Congress. In December 2010, the Senate Commerce Committee initiated an investigation into cramming. In a Senate Staff Report released in July 2011, the Committee concluded that third-party billing has “largely failed to become a reliable method of payment” due to the large number of complaints and what the Committee found to be disreputable third parties operating out of PO Boxes, fake offices and apartments, with little to no oversight by any recognized corporate entity. As a result of its investigation, the large carriers, including AT&T and Verizon, announced plans to limit the use of third party billing, but it does not appear that they agreed to eliminate it altogether. Although the report focused mainly on wireline, staff indicated that wireless is a growing problem. Indeed, as noted above, Senator Rockefeller has already sent inquiries to the major wireless providers about their anti-cramming policies and introduced legislation to address both wireline and wireless carrier billing, as discussed further below.

Future regulation of mobile carrier billing

While state and federal efforts have historically distinguished between wireline and wireless carrier billing – for example, the FCC’s TIB amendments expressly exempt wireless carriers from the new bill format requirements; state cramming laws exempt wireless –that distinction appears to be thinning.

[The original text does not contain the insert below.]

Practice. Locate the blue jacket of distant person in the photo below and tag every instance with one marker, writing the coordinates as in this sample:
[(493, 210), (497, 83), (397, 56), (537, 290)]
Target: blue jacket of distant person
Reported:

As a follow up its 2011 investigation, on June 12, the Senate Commerce Committee sent letters of inquiry to the major wireless carriers – Sprint, T-Mobile, AT&T and Verizon Wireless –asking them about, among other things, their third party billing agents and vendors and what policies, procedures and protections the carriers have in place to identify and reject cramming efforts

The next day, Senator Rockefeller introduced new federal legislation – the Fair Telephone Billing Act (S.3291) – that would prohibit third-party charges on wireline (including interconnected VoIP) phone bills with limited exceptions, and further directs the FCC, in consultation with the FTC, to promulgate rules that would enhance consumer protections for mobile billing services, including the obligation to provide a mechanism to opt-out of third-party charges; to establish carrier procedures to confirm subscriber authorization; and to enable subscribers to receive reimbursement directly from the carrier for unauthorized charges.

Further complicating matters would be if the Consumer Financial Protection Bureau (CFPB) decided to participate in regulating mobile carrier billing. Under Dodd-Frank, a “covered person” subject to the CFPB’s jurisdiction includes a person offering a consumer financial product or service, a term that is further defined to include, among other things, the provision of “payments or other financial data processing products or services to a consumer by any technological means, including processing or storing financial or banking data . . . through any payments systems or network used for processing payments data, including payments made through [a] . . . mobile telecommunications network….” 12 U.S.C. 5481(15)(vii). This issue could become relevant if this broad definition were interpreted by the CFPB to treat mobile carrier billing as a “financial data processing service” through a mobile telecommunications network.

As wireline becomes increasingly subject to restrictive laws and industry practices, it is perhaps inevitable that crammers will recalibrate their efforts towards wireless. The question, then, is whether lawmakers and regulators will see fit to extend third-party wireline billing restrictions, and perhaps even prohibitions, to wireless.

DISCLAIMER: Because of the generality of this update, the information provided herein may not be applicable in all situations and should not be acted upon without specific legal advice based on particular situations.